Hello,
I have some troubles calculating the number of reads that I should expect for a target sequence (for instance a trasposon) integrated into the human genome. That is: how many reads should I expect to map to my target sequence and confirm the presence of the target?
Assuming: 1) a pre-calculated coverage of 20, 2) a target region of 1000 bp and 3) a fixed length read of 150 bp and using the formula C=NL/G i get:
N=CG/L=20 x 1000 / 150 = 133 reads
this looks a bit too many reads. Or should I calculate using the whole human sequence, since the target is integrated into it? in that case, I get:
N=20 x 3 000 000 000 / 150 = 400 000 000 reads
that is clearly wrong.
My question is, therefore: how do I calculate the coverage in general and for integrated sequences in particular? Thank you
But from where do you get this pre-calculated coverage of 20?
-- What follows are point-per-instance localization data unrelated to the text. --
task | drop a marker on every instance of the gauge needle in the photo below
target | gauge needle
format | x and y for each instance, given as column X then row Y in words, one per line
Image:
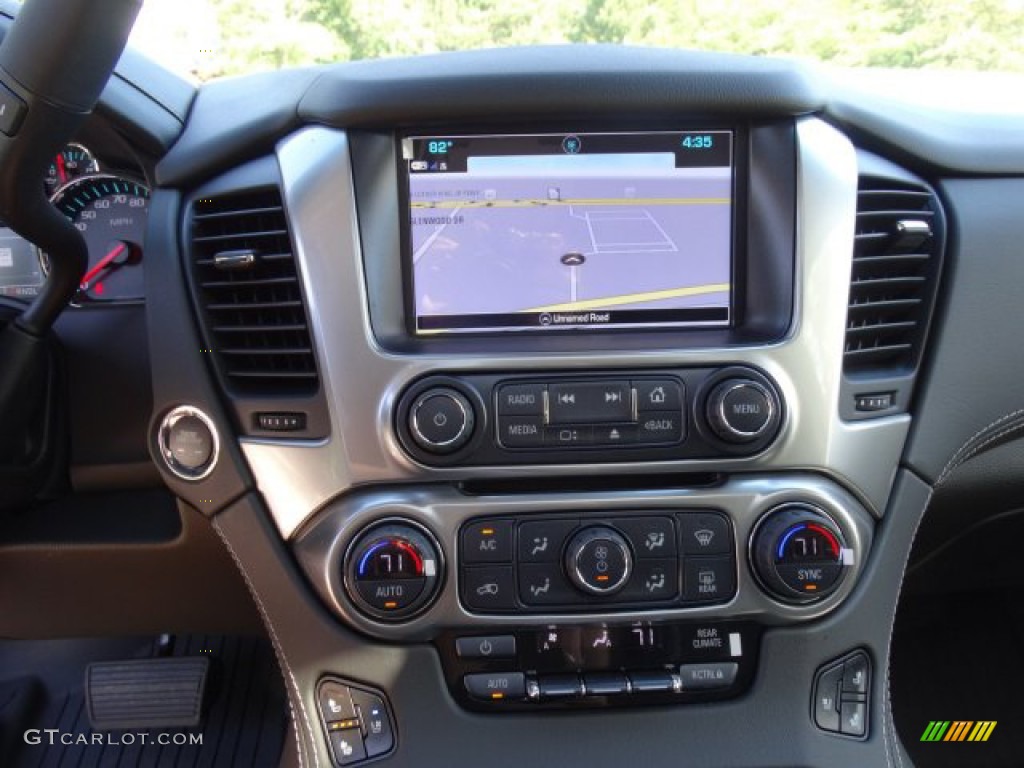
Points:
column 104, row 262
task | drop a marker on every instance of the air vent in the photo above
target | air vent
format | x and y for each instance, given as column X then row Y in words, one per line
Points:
column 247, row 287
column 895, row 268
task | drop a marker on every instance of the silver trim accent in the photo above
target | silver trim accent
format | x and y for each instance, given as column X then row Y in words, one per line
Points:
column 363, row 382
column 163, row 442
column 444, row 510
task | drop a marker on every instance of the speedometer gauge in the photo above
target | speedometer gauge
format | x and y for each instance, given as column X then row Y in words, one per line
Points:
column 111, row 213
column 74, row 162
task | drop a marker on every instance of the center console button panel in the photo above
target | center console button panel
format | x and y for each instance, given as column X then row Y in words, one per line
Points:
column 600, row 666
column 595, row 563
column 561, row 418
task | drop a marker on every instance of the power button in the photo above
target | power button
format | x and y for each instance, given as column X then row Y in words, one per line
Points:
column 440, row 421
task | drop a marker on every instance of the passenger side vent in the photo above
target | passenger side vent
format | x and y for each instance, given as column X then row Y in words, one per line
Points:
column 248, row 291
column 896, row 259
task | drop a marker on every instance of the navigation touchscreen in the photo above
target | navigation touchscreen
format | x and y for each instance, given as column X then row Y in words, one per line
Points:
column 585, row 230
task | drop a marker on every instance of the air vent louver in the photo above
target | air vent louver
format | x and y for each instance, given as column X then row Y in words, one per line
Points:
column 248, row 290
column 895, row 268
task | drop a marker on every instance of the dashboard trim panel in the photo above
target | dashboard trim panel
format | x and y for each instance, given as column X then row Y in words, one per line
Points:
column 363, row 382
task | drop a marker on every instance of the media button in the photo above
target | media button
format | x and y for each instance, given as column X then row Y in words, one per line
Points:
column 520, row 431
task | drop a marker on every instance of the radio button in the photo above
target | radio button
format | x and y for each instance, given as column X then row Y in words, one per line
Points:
column 520, row 399
column 659, row 427
column 520, row 431
column 590, row 402
column 658, row 394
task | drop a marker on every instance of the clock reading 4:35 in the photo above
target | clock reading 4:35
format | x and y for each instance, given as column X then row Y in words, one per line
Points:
column 697, row 141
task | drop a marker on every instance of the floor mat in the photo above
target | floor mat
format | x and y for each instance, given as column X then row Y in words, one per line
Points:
column 961, row 658
column 246, row 721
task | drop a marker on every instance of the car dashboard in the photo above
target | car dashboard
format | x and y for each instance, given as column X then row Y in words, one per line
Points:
column 568, row 406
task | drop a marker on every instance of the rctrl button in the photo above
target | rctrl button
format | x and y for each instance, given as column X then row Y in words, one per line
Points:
column 826, row 698
column 708, row 676
column 590, row 402
column 658, row 394
column 496, row 686
column 347, row 747
column 377, row 731
column 487, row 541
column 520, row 399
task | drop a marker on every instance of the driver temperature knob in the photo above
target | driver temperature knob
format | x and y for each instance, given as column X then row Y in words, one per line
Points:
column 392, row 570
column 598, row 560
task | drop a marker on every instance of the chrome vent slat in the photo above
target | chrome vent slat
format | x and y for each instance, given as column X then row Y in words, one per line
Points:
column 892, row 280
column 255, row 315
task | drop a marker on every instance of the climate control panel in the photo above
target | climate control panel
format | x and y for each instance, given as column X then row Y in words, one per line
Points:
column 644, row 559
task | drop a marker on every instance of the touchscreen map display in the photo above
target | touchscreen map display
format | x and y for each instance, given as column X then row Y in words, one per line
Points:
column 578, row 231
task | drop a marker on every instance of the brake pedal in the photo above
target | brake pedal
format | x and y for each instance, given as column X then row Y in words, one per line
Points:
column 146, row 693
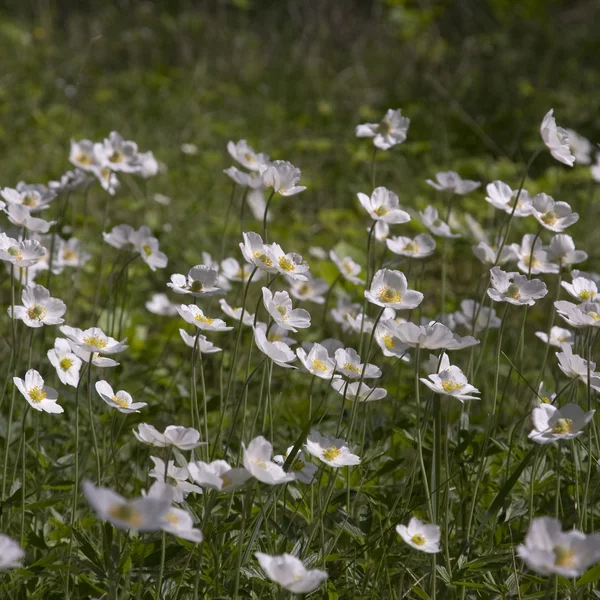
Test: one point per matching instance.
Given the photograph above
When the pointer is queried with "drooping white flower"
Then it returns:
(317, 361)
(282, 176)
(389, 288)
(279, 306)
(548, 550)
(65, 361)
(38, 308)
(451, 181)
(193, 315)
(159, 304)
(93, 340)
(347, 267)
(257, 461)
(333, 452)
(421, 246)
(279, 352)
(421, 536)
(217, 475)
(558, 336)
(432, 221)
(582, 289)
(389, 132)
(141, 514)
(551, 424)
(176, 477)
(360, 392)
(554, 216)
(301, 469)
(184, 438)
(556, 140)
(515, 288)
(40, 397)
(451, 381)
(121, 400)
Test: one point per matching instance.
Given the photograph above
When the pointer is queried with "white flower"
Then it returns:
(311, 290)
(453, 182)
(434, 336)
(586, 314)
(160, 304)
(93, 340)
(302, 470)
(40, 396)
(177, 478)
(421, 246)
(20, 216)
(554, 216)
(290, 573)
(500, 196)
(432, 221)
(333, 452)
(141, 514)
(11, 554)
(486, 318)
(195, 316)
(66, 363)
(317, 361)
(38, 308)
(184, 438)
(421, 536)
(562, 250)
(121, 237)
(581, 147)
(348, 268)
(348, 364)
(204, 345)
(558, 336)
(549, 550)
(20, 254)
(122, 400)
(282, 176)
(390, 131)
(200, 281)
(582, 288)
(533, 259)
(551, 424)
(389, 288)
(451, 381)
(383, 205)
(279, 306)
(515, 288)
(217, 475)
(257, 461)
(358, 391)
(556, 140)
(243, 153)
(279, 352)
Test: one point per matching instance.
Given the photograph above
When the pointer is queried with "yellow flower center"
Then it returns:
(286, 264)
(37, 312)
(563, 426)
(331, 453)
(550, 217)
(389, 295)
(126, 513)
(95, 340)
(513, 291)
(37, 394)
(66, 363)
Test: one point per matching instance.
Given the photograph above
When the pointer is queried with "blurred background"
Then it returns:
(294, 78)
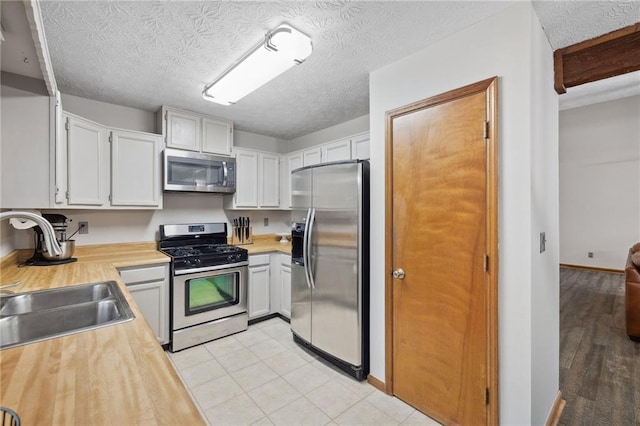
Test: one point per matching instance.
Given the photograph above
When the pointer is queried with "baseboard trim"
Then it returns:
(376, 383)
(591, 268)
(556, 410)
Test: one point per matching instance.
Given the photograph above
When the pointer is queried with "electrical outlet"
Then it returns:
(84, 227)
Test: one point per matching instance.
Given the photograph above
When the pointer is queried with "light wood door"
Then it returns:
(439, 226)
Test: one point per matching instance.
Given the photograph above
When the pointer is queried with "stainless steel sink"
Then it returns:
(46, 314)
(49, 299)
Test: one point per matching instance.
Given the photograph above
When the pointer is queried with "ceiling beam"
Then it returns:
(611, 54)
(34, 17)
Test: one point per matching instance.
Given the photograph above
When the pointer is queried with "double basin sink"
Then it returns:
(45, 314)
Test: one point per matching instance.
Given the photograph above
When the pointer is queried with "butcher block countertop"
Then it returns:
(117, 374)
(267, 244)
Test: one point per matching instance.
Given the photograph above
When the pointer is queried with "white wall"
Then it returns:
(508, 45)
(110, 115)
(599, 175)
(7, 239)
(250, 140)
(348, 128)
(122, 226)
(545, 275)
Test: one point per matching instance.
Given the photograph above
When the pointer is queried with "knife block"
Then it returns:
(239, 235)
Probably shooting for a 20x coverage.
the data was given with this coverage but based on the human genome. I would like to estimate how many reads should I expect for the trasposon
Is the sequence for that transposon so specific that you don't expect to get any alignments outside that 1kb?
well, the sequence is not human as such, but otherwise there is nothing special about the target; the reads should align more or less at the same average for both human and transposon. So shall I expect 20x coverage also for the transposon?
If you are sure the transposon is only in that one location (seems a bit implausible) then that may be a reasonable assumption. As long as there is no strange bias in transposon sequence compared to human genome.
OK, otherwise is the formula correct? should I expect 133 reads covering the trasposon?